Thermal conductivity of cupro-nickel alloys D 50 $W / m ^{\circ} C$.

Take the fouling coefficients from Table 12.2; methanol (light organic) 5000$Wm ^{-2 \circ} C ^{-1}$,

brackish water (sea water), take as highest value, 3000 $Wm ^{-2 \circ} C ^{-1}$

 

 

$\frac{1}{U_{o}}=\frac{1}{2740}+\frac{1}{5000}+\frac{20 \times 10^{-3} \ln \left(\frac{20}{16}\right)}{2 \times 50}$ $+\frac{20}{16} \times \frac{1}{3000}+\frac{20}{16} \times \frac{1}{3812}$ $U_{o}=738 W / m ^{2}{ }^{\circ} C$ (12.2)

 

$\text { well above assumed value of } 600 W / m ^{2}{ }^{\circ} C \text {. }$

 

Pressure drop

Tube-side

 

$\text { From Figure } 12.24 \text {, for } \operatorname{Re}=14,925$

 

$j_{f}=4.3 \times 10^{-3}$

 

Neglecting the viscosity correction term

 

$\Delta P_{t}=2\left(8 \times 4.3 \times 10^{-3}\left(\frac{4.83 \times 10^{3}}{16}\right)+2.5\right) \frac{995 \times 0.75^{2}}{2}$ $=7211 N / m ^{2}=7.2 kPa (1.1 psi )$ (12.20)

 

low, could consider increasing the number of tube passes.

Shell side

 

$\text { Linear velocity }=\frac{G_{s}}{\rho}=\frac{868}{750}=1.16 m / s$

 

$\text { From Figure } 12.30, \text { at } \operatorname{Re}=36,762$

 

$j_{f}=4 \times 10^{-2}$

 

Neglect viscosity correction

 

$\Delta P_{s}=8 \times 4 \times 10^{-2}\left(\frac{894}{14.4}\right)\left(\frac{4.83 \times 10^{3}}{178}\right) \frac{750 \times 1.16^{2}}{2}$ (12.26)

 

$\begin{array}{l}=272,019 N / m ^{2} \\=272 kPa (39 psi ) \text { too high, }\end{array}$

 

could be reduced by increasing the baffle pitch.

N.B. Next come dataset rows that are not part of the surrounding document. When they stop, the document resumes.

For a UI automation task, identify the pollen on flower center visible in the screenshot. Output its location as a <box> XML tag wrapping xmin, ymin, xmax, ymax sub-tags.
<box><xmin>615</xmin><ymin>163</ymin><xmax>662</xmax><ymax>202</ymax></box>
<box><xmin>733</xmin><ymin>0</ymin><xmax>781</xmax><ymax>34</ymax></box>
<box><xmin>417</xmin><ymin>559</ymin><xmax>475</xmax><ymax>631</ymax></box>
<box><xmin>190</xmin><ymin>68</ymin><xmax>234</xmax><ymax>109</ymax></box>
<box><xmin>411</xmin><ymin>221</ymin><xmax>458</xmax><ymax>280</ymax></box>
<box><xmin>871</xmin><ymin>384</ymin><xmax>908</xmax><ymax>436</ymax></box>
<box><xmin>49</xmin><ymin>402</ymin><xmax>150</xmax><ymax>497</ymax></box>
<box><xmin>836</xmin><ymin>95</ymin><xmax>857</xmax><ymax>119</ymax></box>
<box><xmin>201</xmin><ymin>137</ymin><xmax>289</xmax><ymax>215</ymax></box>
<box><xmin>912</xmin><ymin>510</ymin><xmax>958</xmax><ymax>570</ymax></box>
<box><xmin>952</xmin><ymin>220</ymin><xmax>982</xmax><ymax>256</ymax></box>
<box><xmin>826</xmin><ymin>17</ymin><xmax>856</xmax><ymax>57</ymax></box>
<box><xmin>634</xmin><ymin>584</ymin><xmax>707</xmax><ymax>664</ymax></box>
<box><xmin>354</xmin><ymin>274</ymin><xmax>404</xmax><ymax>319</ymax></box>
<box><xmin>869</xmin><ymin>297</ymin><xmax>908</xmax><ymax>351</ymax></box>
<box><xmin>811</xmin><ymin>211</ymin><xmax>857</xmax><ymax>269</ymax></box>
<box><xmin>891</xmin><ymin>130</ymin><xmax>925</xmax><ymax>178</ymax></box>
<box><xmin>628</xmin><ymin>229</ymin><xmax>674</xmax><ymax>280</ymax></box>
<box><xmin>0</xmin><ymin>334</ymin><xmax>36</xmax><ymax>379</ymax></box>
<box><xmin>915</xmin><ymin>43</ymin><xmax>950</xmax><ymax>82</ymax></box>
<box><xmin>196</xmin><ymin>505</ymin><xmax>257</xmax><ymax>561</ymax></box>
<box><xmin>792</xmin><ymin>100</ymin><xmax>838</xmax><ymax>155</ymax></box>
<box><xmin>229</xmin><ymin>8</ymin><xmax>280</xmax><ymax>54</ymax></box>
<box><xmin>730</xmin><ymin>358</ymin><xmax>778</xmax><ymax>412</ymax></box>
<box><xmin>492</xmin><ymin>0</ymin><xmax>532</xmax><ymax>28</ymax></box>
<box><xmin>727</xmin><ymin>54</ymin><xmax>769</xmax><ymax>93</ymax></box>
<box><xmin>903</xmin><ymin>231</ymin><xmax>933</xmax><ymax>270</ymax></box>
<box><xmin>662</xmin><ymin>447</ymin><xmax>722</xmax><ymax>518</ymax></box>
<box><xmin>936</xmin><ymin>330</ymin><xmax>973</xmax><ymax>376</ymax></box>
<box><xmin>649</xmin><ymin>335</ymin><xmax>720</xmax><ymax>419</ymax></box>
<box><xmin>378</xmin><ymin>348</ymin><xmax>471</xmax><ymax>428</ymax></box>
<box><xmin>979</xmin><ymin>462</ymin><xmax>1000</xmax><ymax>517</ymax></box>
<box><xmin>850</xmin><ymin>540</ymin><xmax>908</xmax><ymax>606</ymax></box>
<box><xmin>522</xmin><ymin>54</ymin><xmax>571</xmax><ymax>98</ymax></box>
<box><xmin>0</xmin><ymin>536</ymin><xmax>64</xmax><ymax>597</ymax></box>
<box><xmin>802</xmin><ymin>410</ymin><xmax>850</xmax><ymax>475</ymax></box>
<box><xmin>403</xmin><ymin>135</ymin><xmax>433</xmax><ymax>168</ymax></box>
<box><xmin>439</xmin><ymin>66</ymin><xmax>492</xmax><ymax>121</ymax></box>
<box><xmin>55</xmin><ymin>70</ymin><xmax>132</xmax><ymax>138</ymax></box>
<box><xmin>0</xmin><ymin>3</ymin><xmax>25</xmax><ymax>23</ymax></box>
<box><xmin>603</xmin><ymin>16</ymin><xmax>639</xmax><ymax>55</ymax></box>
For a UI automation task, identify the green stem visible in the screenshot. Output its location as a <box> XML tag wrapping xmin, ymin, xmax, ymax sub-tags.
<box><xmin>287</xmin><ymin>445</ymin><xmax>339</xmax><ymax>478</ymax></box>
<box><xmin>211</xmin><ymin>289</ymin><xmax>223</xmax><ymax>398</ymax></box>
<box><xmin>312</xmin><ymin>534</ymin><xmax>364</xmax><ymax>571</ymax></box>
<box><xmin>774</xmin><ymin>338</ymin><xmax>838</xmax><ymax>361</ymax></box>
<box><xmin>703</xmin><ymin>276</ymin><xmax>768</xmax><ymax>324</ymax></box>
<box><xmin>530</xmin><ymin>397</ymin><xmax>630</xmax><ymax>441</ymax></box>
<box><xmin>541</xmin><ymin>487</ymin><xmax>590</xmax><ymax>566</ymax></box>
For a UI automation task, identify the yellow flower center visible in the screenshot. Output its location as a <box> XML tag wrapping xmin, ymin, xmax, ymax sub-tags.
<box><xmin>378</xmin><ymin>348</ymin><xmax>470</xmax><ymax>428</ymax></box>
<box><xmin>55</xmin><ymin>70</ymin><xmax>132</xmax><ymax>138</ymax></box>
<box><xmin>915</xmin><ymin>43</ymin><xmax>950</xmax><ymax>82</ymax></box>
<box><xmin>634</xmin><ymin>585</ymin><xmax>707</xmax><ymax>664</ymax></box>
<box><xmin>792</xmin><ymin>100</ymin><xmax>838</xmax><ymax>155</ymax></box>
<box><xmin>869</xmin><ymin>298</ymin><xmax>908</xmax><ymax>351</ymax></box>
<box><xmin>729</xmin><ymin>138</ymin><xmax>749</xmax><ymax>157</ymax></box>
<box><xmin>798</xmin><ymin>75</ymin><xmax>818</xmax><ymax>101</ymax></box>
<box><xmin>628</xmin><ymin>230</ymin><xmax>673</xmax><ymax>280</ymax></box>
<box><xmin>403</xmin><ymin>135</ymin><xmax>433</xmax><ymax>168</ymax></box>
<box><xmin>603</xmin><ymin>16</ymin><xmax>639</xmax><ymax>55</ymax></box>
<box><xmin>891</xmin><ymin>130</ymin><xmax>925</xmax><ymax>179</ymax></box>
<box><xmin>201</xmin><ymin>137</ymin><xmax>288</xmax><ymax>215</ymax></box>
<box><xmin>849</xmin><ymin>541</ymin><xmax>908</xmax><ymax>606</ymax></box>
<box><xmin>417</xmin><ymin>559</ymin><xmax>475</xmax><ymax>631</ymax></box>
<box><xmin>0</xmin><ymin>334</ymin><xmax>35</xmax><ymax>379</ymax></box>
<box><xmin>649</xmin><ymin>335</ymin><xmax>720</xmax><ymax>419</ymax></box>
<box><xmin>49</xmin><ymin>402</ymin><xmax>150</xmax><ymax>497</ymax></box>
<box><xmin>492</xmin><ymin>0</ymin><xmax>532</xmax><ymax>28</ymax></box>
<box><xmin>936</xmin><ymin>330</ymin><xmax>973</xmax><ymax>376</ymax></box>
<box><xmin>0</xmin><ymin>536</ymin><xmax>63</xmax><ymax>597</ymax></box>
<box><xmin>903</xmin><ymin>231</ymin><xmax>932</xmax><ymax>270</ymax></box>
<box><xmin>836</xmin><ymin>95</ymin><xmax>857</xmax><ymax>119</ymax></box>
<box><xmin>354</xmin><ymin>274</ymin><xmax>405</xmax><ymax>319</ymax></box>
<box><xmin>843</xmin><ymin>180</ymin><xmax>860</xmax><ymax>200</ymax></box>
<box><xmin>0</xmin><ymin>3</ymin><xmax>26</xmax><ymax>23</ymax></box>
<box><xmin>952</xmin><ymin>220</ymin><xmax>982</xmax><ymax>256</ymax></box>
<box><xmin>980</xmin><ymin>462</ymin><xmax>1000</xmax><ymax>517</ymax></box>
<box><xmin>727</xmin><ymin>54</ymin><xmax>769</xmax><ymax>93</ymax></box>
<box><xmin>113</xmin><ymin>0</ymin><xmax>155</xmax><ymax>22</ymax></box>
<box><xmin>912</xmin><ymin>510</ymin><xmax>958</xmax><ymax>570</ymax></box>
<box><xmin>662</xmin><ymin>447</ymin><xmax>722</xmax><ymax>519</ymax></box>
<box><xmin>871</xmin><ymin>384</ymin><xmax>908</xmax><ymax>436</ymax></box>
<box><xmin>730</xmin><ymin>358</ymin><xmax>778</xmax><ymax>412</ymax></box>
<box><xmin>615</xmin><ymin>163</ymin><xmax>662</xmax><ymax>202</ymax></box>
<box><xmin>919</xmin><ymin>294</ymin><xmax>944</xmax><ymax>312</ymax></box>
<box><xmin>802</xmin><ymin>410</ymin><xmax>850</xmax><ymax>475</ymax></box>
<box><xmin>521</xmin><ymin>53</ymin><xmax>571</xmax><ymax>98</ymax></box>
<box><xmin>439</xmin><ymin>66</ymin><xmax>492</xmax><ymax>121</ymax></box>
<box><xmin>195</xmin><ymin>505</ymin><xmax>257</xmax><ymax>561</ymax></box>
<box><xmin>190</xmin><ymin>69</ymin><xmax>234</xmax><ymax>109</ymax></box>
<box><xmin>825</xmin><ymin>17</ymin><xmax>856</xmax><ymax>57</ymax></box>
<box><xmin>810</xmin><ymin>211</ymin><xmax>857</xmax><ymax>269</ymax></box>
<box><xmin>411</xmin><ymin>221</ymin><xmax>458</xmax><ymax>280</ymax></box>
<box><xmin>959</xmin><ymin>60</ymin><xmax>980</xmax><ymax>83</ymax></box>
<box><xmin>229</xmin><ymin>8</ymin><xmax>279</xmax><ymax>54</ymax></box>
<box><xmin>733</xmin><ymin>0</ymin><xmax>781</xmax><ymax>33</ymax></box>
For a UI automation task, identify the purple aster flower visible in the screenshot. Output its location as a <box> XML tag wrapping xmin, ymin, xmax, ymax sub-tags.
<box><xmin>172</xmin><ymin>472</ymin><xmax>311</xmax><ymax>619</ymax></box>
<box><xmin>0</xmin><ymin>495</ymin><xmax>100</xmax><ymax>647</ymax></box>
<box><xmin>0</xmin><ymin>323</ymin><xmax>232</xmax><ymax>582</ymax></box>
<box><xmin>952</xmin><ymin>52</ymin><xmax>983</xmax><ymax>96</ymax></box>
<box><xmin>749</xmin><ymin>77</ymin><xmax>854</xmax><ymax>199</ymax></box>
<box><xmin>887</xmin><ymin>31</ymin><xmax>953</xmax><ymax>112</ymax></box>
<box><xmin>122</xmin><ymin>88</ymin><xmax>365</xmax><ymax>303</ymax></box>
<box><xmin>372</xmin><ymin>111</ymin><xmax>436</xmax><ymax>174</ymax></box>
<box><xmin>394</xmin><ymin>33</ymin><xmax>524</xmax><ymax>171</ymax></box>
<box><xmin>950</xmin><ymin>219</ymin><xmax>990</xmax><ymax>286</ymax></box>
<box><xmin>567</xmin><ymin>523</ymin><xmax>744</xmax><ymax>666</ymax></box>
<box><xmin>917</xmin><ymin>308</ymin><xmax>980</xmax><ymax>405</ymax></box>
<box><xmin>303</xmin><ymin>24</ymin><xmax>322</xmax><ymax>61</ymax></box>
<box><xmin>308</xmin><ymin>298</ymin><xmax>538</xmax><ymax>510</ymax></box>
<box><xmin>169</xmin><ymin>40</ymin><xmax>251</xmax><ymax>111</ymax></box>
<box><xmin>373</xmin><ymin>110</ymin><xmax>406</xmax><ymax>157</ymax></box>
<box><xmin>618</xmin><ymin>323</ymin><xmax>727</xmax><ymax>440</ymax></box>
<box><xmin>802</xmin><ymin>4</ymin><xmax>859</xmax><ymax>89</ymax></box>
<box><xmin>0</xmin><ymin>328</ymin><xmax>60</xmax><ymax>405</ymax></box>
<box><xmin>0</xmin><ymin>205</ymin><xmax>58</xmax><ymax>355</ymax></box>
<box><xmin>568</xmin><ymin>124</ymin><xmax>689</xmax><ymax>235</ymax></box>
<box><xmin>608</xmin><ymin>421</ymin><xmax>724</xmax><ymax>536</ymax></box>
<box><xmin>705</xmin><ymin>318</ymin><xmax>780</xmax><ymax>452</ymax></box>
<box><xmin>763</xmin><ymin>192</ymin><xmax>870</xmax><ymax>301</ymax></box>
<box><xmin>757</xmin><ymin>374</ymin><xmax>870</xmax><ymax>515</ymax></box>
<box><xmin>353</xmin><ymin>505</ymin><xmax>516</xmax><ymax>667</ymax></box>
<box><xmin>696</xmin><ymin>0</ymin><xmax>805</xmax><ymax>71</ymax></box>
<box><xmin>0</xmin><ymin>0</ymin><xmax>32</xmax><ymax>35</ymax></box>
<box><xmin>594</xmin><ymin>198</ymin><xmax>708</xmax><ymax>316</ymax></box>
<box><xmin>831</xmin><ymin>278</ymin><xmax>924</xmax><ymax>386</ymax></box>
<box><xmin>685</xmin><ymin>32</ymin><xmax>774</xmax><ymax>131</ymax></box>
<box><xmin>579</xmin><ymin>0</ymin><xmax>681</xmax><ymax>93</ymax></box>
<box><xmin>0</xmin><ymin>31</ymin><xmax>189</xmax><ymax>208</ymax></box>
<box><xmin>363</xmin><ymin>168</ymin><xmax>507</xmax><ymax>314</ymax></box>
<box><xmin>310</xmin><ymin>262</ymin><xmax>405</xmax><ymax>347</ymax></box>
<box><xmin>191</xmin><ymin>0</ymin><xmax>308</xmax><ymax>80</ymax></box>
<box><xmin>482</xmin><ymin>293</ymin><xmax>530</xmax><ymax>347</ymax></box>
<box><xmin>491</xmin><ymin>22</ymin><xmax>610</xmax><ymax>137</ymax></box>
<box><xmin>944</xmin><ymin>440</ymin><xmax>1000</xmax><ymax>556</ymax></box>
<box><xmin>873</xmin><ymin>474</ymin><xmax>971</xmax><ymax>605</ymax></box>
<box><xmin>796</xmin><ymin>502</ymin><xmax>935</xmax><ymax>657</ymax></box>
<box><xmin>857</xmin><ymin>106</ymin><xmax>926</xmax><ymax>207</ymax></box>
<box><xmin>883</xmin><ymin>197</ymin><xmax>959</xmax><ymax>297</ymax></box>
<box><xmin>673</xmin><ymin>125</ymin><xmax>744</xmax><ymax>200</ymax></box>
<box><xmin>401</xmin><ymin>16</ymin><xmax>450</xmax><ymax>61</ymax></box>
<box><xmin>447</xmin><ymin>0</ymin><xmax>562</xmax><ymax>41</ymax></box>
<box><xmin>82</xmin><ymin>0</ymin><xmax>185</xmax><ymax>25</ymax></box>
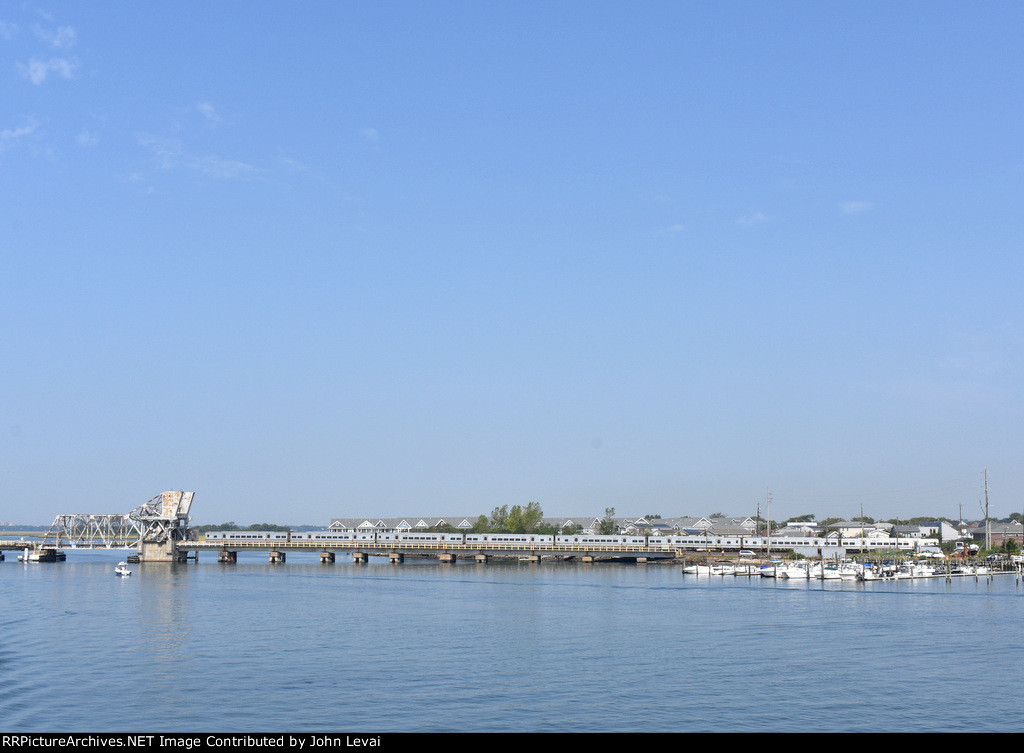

Doubling the pitch halves the shell-side velocity, which reduces the pressure drop by a factor of approximately $(1 / 2)^{2}$

 

$\Delta P_{s}=\frac{272}{4}=68 kPa (10 psi ), \text { acceptable }$

 

This will reduce the shell-side heat-transfer coefficient by a factor of $(1 / 2)^{0.8}\left(h_{o} \propto\right.$ $\left.R e^{0.8} \propto u_{s}^{0.8}\right)$

 

$h_{o}=2740 \times\left(\frac{1}{2}\right)^{0.8}=1573 W / m ^{2}{ }^{\circ} C$

 

This gives an overall coefficient of 615 $W / m ^{2}{ }^{\circ} C -\text { still }$ above assumed value of 600 $W / m ^{2}{ }^{\circ} C$.